Intubation vs. Supraglottic Airway for Out-of-Hospital Cardiac Arrest
Daniel M. Lindberg, MD
Endotracheal intubation had a small but consistent benefit across several outcomes in this systematic review of observational studies.
While quality advanced life support can certainly be critical for patients with out-of-hospital cardiac arrest, there is no robust evidence that early intubation improves outcomes, and many prehospital providers have moved to the use of supraglottic devices that are technically easier to place. These authors conducted a systematic review comparing outcomes for these two airway management methods.
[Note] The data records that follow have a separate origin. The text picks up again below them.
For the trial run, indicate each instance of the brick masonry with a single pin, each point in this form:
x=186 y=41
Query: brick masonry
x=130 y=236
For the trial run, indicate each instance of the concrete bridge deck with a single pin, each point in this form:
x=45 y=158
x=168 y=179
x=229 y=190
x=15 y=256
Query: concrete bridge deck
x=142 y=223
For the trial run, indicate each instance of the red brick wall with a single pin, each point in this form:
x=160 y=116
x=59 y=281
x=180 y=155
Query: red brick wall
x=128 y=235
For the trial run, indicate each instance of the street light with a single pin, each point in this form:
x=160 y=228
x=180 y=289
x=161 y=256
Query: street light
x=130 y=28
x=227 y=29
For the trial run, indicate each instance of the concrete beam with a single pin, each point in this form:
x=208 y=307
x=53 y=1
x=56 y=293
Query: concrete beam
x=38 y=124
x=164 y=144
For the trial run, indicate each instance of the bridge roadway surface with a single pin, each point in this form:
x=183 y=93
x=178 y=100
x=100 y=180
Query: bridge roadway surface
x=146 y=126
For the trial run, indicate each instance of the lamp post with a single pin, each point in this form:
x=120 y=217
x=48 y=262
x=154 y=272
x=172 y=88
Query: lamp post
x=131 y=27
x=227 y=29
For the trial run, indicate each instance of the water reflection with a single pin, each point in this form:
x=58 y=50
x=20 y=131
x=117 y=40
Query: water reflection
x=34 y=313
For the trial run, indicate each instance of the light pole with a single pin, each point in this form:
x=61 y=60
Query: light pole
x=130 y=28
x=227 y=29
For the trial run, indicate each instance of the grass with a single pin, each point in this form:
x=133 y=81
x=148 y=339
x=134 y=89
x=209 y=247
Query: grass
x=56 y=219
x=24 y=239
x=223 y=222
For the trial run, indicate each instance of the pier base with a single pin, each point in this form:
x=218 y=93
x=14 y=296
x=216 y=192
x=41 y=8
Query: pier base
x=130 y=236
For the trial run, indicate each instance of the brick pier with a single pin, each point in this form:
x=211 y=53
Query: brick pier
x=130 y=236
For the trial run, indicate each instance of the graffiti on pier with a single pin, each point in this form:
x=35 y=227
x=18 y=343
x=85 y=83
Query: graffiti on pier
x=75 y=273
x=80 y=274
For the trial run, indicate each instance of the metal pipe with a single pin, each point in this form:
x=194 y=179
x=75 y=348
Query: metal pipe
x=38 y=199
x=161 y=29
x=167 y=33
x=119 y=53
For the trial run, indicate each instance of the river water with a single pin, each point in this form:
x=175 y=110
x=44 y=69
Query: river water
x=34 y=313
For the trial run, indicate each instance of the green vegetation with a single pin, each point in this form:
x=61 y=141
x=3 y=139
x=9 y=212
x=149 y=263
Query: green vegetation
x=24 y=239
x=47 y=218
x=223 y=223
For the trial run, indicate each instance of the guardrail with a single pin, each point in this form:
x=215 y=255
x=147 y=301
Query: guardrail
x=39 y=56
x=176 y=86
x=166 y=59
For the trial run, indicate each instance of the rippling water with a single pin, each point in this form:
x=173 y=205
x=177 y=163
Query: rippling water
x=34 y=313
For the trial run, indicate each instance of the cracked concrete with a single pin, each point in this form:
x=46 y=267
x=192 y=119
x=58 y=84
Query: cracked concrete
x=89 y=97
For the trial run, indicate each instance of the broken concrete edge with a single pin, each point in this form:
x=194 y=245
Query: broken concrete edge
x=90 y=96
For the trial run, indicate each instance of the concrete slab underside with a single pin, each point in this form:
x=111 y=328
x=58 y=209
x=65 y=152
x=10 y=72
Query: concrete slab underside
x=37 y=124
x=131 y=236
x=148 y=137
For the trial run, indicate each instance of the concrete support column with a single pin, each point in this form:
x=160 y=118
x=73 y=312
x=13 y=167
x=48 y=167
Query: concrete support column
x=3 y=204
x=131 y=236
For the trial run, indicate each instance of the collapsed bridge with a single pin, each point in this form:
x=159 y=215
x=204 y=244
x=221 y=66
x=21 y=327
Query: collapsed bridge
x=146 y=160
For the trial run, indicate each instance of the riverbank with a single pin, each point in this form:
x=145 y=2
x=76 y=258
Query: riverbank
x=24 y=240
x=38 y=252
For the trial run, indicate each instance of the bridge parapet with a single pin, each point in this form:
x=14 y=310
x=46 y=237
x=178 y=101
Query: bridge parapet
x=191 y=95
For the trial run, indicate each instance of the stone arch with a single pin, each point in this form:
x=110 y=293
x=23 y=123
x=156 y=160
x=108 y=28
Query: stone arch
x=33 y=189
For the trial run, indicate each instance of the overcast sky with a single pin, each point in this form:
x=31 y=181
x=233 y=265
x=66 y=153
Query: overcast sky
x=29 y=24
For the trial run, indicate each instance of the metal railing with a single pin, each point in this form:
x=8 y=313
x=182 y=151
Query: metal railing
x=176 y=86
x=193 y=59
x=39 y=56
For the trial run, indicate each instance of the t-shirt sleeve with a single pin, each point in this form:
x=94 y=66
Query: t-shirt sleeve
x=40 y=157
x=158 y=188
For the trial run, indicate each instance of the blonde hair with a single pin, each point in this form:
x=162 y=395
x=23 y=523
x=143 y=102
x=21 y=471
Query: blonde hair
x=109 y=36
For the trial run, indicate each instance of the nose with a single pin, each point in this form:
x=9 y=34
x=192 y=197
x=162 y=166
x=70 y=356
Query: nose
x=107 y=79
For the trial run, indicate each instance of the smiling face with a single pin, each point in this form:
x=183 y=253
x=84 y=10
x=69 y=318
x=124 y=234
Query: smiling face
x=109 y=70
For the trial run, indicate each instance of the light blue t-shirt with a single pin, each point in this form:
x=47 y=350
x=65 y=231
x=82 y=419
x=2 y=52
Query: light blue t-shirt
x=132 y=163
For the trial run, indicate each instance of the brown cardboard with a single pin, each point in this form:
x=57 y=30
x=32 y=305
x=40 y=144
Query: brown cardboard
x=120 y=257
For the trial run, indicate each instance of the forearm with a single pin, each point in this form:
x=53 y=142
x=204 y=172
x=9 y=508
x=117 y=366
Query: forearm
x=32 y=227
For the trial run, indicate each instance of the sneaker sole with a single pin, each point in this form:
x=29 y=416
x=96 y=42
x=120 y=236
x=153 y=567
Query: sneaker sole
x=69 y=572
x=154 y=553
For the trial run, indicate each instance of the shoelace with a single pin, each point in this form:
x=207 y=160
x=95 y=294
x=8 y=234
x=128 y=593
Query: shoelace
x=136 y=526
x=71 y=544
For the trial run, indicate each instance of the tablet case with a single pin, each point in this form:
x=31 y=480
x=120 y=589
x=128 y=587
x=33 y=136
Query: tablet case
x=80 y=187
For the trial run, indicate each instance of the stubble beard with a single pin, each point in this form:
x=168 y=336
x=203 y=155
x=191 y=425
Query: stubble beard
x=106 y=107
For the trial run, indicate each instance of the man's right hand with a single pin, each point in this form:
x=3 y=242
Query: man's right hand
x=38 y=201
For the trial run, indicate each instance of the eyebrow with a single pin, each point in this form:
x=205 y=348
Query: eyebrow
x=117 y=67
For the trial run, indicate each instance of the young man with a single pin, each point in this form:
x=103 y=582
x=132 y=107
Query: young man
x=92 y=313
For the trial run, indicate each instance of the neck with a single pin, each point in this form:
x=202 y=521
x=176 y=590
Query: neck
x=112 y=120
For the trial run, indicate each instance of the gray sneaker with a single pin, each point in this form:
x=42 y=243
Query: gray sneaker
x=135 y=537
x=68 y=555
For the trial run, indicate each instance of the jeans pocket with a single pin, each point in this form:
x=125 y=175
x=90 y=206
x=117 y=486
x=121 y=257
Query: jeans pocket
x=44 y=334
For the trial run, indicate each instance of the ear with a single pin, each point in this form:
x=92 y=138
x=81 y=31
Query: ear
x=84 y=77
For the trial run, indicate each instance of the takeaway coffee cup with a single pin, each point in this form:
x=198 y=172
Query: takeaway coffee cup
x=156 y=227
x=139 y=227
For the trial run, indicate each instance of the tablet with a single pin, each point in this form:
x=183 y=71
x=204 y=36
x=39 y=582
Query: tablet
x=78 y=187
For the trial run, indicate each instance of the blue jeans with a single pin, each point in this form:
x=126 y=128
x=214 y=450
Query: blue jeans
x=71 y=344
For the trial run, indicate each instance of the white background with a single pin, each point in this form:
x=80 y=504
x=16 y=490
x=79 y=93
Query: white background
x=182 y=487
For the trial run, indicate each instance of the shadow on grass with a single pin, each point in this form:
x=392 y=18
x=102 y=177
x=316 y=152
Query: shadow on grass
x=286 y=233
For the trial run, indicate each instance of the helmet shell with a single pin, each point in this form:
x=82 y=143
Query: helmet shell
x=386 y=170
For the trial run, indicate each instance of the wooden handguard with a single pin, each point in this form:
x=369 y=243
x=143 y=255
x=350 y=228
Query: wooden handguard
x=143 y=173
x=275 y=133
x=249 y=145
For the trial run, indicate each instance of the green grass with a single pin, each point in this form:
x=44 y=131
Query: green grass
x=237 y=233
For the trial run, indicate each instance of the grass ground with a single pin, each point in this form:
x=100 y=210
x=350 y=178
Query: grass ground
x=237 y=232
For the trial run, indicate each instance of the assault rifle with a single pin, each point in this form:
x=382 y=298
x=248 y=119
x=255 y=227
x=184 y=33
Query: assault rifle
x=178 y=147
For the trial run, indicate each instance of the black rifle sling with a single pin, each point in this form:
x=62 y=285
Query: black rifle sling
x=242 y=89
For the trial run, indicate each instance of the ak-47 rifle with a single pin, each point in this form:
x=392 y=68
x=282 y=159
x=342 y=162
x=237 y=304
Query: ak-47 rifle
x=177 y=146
A robust search strategy identified 10 observational studies that included approximately 35,000 patients with out-of-hospital cardiac arrest who received endotracheal intubation and 41,000 who received a supraglottic device. Intubated patients had significantly higher odds of return of spontaneous circulation (odds ratio, 1.28), survival to hospital admission (OR, 1.34) and neurologically intact survival (OR, 1.33).
These effect sizes are small and, as the authors note, observational studies cannot adjust for potential confounders, such as the skill of the intubator of the possibility that some patients with failed intubation attempts were included in the supraglottic group and almost by definition had a longer and more complicated out-of-hospital time.
For cardiac arrest patients, intubation should take a distant back seat to quality cardiopulmonary resuscitation and early defibrillation when indicated; any adequate ventilation, including bag-valve-mask ventilation, is initially sufficient. This study suggests that there is equipoise for a controlled trial of intubation versus supraglottic devices. Until then, transport should not be delayed to attempt intubation.
Benoit JL et al. Endotracheal intubation versus supraglottic airway placement in out-of-hospital cardiac arrest: A meta-analysis. Resuscitation 2015 May 22; [e-pub].